Pitch Without Pitching
The obvious purpose of a sales page is to pitch a product to prospects but often times we go above and beyond thinking that we're increasing the chance of converting a click to a sale when we're really just wasting our time. Coming across as to pitchy or too focused on trying to snatch away someone's hard earned money is a quick way to lose potential buyers even if you have an amazing product or service. Think about it. Most folks turn out the lights and shut the curtains the moment a salesman knocks at the door. Here's a few reasons why:
1. They come across as impersonal.
2. They don't care whether or not you need their product or get results.
3. They just never know when to back off.
Focus on Results
Don't be like a door-to-door salesman. Get personal with your prospects by zeroing in on the purpose your goods or services serve and how they will positively impact their life. This is the real way to keep them reading and viewing the information you post on your page. Potential buyers don't care that you've personally used whatever you're trying to sell. They want to see that your product is universal and will work for them. If you can't prove this, you won't make a sale.
Sales pages are great places to include media such as real pictures and videos proving that your product works. It seems like 8 out of 10 sales pages has stock images of men and women instead of actual client pictures.
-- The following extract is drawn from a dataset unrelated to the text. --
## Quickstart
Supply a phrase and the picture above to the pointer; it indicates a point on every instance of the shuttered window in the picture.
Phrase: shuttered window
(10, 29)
How do you expect for someone to take you, your product or your company seriously if you can't even be honest about customer reviews and results? If you have reviews but not pictures, then use their reviews and fill the page with other sources of media.
A great multi-functional source of media is whiteboard demonstrations. These are a great way to visually tell clients about your product and let's be honest. Whiteboard videos tend to really grab attention and keep it. You can even use a whiteboard video as your sales page and simply include reviews, an overview and links to purchase below it or on a separate page.
And by reviews we mean honest reviews. Not the kind that are clearly fake or overwhelmingly positive. Fake reviews are a great way to lose your prospects when it matters the most. Some folks will slap 10,20 or even 30 fake reviews onto an otherwise great sales page and then scratch their heads when no one is making a purchase. Honesty matters. Transparency matters. If you are posting fake reviews (even if it's because you yourself don't have reviews and want to build trust) you will only end up making the reader/listener think that you are nothing more than a scammer.
Obviously if you're selling a new product or a service that you are providing you may not have any reviews. This is fine too as long as you are honest about the results that the buyers can receive and provide proof. Let's say you're selling a writing course on how to make $100,000 a year. You personally make over $100k each year and legit want to show others what you know but you don't have anyone that has personally tried your course so obviously no one has succeeded at it. The best thing you can do in these situations is be transparent about your situation. Show the buyers your monthly statements, outline how much effort was put forth talk about how your methods were formulated, what works, and what didn't work so much.
Sales pages can be quite long. Especially when there are many topics and concerns to be covered. The length of a sales page can make or break your ability to actually get consumers to purchase so here's what you do:
1. Use bullets and numbers whenever possible.
2. Review sections at a time to make skimming easier.
3. Make paragraphs short and concise.
4. Try not to use fluff or fillers.
5. Use media to break up large chunks of text.
6. Show instead of telling.
Like I said before, sales pages can be tricky and downright annoying to write but if done correctly you're bound to reap the rewards of your labor.